Blastocyst Transfer

Q. What is Blastocyst ?
In nature, the fertilization of the egg takes place in the fallopian tube of the woman. It starts developing and the large single cell egg starts deviding in to 2 cell (day1), 4cell (day2), 8cell(day3) then it acquires a shape of ball of cells- called Morula on day 4. These cells then merge into each other.Eventually, a fluid filled cavity developes in this ball and the cells start arranging in a definite pattern forming outer layer - trophectoderm, a little mass of compact cells - the Inner Cell Mass or ICM and a large cavity called blastocoel. At this stage of development the embryo is called as Blastocyst. During this period of development, the fallopian tube keeps on pushing the embryo towards the uterus. Thus, the Blastocyst is the stage when the embryo enters the uterus by day 5/6.

Q. What is Blastocyst culture ?

The nutrition requirement of deviding embryos keeps on changing. Earlier, the culture media were able to support the growth of embryos only upto day 2/3 post-fertilization and therefore, the Embryo Transfer to the patient's womb had to be done on or before day 3 of fertilization.

Continuous research in the area of human embryo culture in the laboratory led to the designing of better culture media and laboratory conditions which made possible to grow the human blastocysts in lab conditions successfully and regularly.

Thus, now we can offer Blastocyst Culture to our patients. 

Q. Why Blastocyst culture ? What is the advantage ?

As mentioned above, the Blastocyst is the stage when the embryo enters the uterus. Now, it comes out (hatch out) of its outer envelope and is ready to implant. The environment in the uterus is more suitable for Blastocyst compared to cleaving stage embryos. This means by transferring Blastocyst on Day 5 or 6 we mimic the natural process.

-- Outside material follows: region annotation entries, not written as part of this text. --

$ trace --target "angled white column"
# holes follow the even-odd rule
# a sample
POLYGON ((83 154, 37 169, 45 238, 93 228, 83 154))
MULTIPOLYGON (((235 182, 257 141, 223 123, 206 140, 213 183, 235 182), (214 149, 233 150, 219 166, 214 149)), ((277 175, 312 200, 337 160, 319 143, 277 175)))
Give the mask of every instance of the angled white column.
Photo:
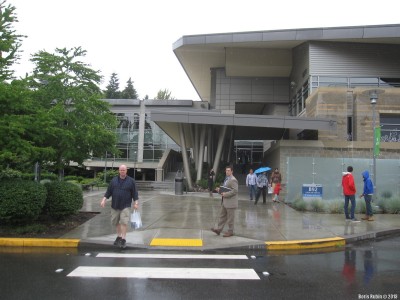
POLYGON ((140 114, 139 114, 139 139, 138 139, 138 155, 137 161, 143 162, 143 149, 144 149, 144 122, 146 118, 146 107, 144 101, 140 101, 140 114))
POLYGON ((185 172, 185 177, 188 183, 189 191, 193 190, 192 178, 190 177, 190 169, 189 169, 189 158, 186 151, 186 141, 185 134, 183 132, 183 125, 181 123, 179 126, 179 137, 181 139, 181 152, 182 152, 182 160, 183 160, 183 170, 185 172))
POLYGON ((224 139, 225 139, 225 133, 226 133, 226 128, 227 126, 224 125, 220 128, 219 131, 219 138, 218 138, 218 145, 217 145, 217 152, 215 153, 215 157, 214 157, 214 172, 217 173, 218 172, 218 167, 219 167, 219 163, 221 161, 221 153, 222 153, 222 148, 224 145, 224 139))
POLYGON ((203 161, 204 161, 204 146, 206 143, 206 126, 200 127, 200 141, 199 141, 199 155, 198 155, 198 167, 197 167, 197 178, 201 179, 201 174, 203 173, 203 161))

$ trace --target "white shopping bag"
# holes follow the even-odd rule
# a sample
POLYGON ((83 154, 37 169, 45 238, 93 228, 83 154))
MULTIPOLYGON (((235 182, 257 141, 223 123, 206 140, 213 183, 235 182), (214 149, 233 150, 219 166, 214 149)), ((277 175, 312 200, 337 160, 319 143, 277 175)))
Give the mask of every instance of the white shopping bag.
POLYGON ((133 229, 139 229, 142 227, 142 218, 140 217, 140 212, 136 209, 131 214, 131 227, 133 229))

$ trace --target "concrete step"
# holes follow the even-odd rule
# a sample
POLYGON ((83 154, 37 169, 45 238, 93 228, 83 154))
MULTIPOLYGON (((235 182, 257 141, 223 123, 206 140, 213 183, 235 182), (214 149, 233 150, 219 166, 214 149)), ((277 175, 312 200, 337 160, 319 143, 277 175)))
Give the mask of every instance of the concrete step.
POLYGON ((152 190, 174 190, 175 185, 173 181, 136 181, 136 186, 139 191, 152 191, 152 190))

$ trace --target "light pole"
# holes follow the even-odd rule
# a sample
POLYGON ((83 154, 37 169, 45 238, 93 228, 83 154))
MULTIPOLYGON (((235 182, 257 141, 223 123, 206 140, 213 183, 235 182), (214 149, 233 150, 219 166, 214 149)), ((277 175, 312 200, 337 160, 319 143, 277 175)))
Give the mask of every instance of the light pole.
POLYGON ((373 183, 374 183, 374 193, 375 193, 375 199, 376 199, 377 190, 376 190, 376 151, 375 151, 375 144, 376 144, 375 106, 376 106, 376 102, 378 101, 378 94, 376 93, 376 91, 370 92, 369 99, 371 100, 371 105, 372 105, 372 130, 374 131, 373 143, 372 143, 372 168, 373 168, 373 172, 374 172, 373 183))

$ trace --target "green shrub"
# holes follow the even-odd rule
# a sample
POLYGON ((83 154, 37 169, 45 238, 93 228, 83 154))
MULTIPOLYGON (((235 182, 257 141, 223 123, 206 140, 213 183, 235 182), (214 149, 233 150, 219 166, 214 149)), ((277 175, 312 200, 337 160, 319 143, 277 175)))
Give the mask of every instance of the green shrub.
POLYGON ((75 176, 75 175, 68 175, 64 177, 64 181, 76 181, 76 182, 81 182, 84 180, 82 176, 75 176))
POLYGON ((38 234, 46 232, 47 227, 43 224, 29 224, 22 227, 12 228, 10 230, 16 234, 38 234))
POLYGON ((46 202, 46 188, 34 181, 0 182, 0 223, 35 221, 46 202))
POLYGON ((44 214, 53 218, 62 218, 76 213, 83 205, 82 189, 65 181, 45 183, 47 189, 44 214))
POLYGON ((198 186, 202 187, 203 189, 208 188, 208 180, 207 179, 200 179, 197 181, 198 186))

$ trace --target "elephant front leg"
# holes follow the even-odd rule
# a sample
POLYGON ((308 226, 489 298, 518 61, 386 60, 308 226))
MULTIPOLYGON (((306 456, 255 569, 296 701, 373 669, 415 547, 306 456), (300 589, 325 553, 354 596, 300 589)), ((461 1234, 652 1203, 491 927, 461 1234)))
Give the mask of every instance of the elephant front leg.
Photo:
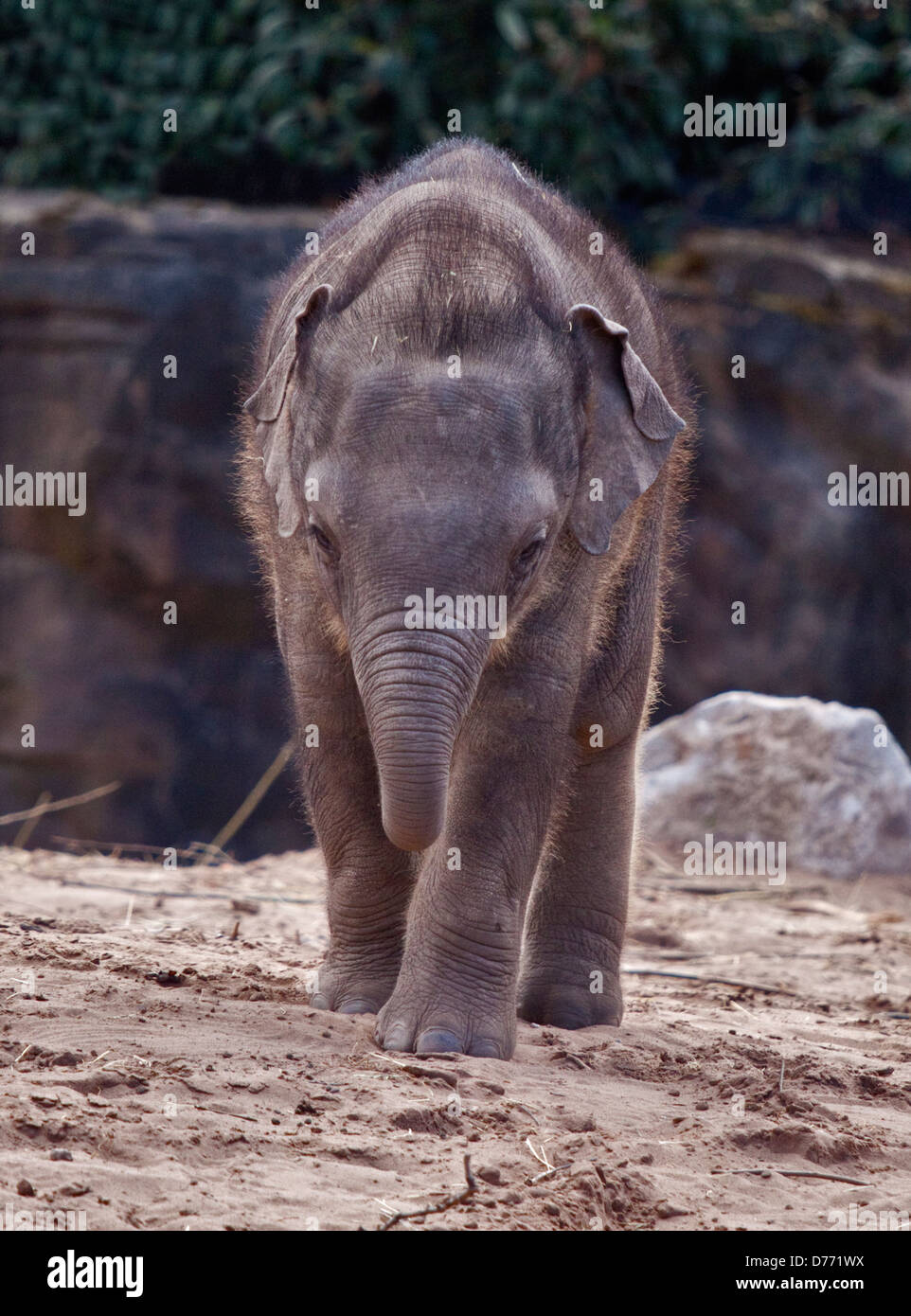
POLYGON ((373 749, 354 682, 299 709, 304 794, 326 869, 329 949, 311 1004, 342 1015, 375 1015, 402 963, 416 857, 383 832, 373 749), (305 728, 309 726, 309 737, 305 728), (313 740, 319 733, 319 744, 313 740))
POLYGON ((508 1059, 528 894, 560 778, 553 719, 519 728, 491 705, 459 741, 446 828, 428 851, 408 920, 402 970, 377 1021, 394 1051, 461 1051, 508 1059))
POLYGON ((525 928, 519 1015, 588 1028, 623 1019, 636 797, 636 738, 577 766, 569 808, 538 875, 525 928))

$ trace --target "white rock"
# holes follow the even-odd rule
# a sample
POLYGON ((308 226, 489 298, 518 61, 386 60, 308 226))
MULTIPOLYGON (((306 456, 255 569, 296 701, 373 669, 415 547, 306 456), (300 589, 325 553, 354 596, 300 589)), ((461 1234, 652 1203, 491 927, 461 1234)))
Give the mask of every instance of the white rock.
POLYGON ((641 767, 642 836, 681 859, 712 836, 785 842, 808 873, 911 876, 911 763, 869 708, 729 691, 653 726, 641 767))

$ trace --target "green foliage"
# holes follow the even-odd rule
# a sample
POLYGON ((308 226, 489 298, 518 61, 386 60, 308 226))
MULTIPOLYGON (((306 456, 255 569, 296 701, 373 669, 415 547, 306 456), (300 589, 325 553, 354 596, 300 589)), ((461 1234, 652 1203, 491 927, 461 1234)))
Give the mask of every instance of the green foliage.
POLYGON ((313 201, 442 136, 450 109, 631 228, 712 213, 869 225, 900 213, 911 175, 907 11, 11 0, 0 17, 8 186, 313 201), (685 137, 683 107, 706 95, 783 101, 786 146, 685 137))

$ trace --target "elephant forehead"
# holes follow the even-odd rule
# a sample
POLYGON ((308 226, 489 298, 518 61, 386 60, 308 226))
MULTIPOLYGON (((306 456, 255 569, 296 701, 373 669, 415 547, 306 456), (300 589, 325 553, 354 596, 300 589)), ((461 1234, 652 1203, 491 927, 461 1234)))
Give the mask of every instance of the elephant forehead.
POLYGON ((496 372, 450 378, 445 366, 367 371, 351 382, 338 429, 342 441, 391 449, 527 450, 538 428, 537 390, 496 372))

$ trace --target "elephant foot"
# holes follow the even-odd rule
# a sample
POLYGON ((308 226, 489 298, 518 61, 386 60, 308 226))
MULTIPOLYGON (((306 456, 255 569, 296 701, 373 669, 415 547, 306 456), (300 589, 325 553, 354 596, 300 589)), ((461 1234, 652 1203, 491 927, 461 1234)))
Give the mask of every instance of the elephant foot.
POLYGON ((512 996, 491 1008, 479 1000, 461 1000, 441 988, 445 978, 425 990, 396 984, 377 1020, 374 1037, 386 1051, 456 1051, 508 1061, 516 1049, 512 996))
POLYGON ((616 979, 588 980, 587 970, 558 976, 532 973, 521 980, 517 1012, 529 1024, 552 1028, 594 1028, 596 1024, 616 1028, 623 1019, 623 992, 616 979))
POLYGON ((375 959, 361 965, 326 959, 309 1003, 337 1015, 377 1015, 392 995, 398 973, 398 957, 388 966, 378 966, 375 959))

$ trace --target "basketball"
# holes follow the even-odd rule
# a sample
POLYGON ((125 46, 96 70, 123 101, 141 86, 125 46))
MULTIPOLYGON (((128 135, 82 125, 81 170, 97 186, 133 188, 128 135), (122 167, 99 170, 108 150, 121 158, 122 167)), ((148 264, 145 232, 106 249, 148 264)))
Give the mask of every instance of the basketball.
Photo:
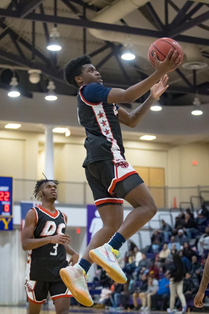
POLYGON ((178 55, 180 55, 182 62, 184 57, 184 52, 179 44, 172 38, 164 37, 154 41, 149 47, 148 52, 149 61, 153 67, 155 68, 154 52, 155 52, 157 57, 160 61, 163 61, 166 58, 170 50, 172 49, 174 52, 177 50, 178 55))

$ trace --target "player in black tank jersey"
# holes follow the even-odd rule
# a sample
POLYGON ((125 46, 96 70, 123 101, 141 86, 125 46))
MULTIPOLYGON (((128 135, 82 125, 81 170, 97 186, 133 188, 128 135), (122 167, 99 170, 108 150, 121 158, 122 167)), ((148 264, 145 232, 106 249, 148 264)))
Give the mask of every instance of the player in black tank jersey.
POLYGON ((86 306, 93 303, 86 282, 86 274, 93 262, 103 267, 115 281, 125 282, 127 279, 117 260, 118 250, 157 211, 143 180, 126 160, 120 123, 131 127, 137 125, 168 87, 167 73, 180 64, 180 57, 176 51, 173 53, 171 50, 162 62, 155 53, 154 72, 126 90, 104 86, 87 55, 71 60, 64 69, 65 80, 78 89, 78 119, 86 135, 86 157, 83 166, 103 223, 79 263, 60 272, 73 296, 86 306), (147 99, 130 113, 116 105, 133 102, 149 89, 147 99), (123 222, 124 199, 134 209, 123 222))
POLYGON ((28 250, 25 288, 29 305, 29 314, 39 314, 49 291, 57 314, 67 314, 72 295, 61 280, 60 270, 68 263, 66 253, 74 265, 78 254, 69 245, 70 237, 65 234, 67 218, 56 209, 57 181, 47 179, 37 183, 34 194, 41 205, 27 214, 23 230, 22 246, 28 250))

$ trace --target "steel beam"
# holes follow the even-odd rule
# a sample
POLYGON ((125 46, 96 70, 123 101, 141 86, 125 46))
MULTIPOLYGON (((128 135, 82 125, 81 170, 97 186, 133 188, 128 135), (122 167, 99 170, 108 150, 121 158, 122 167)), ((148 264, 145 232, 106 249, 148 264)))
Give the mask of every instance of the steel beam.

Further, not every embryo has the potential to reach upto Blastocyst. Therefore, this extended culture of embryos in lab conditions offer a selection of only those embryos which have potential of sustained growth.
 
Since, Blastocyst is more likely to be implanted than the day 2 /day 3 embryos, we can reduce the number of embryos to be transferred. In fact, transferring just one embryo has become a norm in many countries. This helps us reducing the risk of multiple pregnancy and the complications thereof.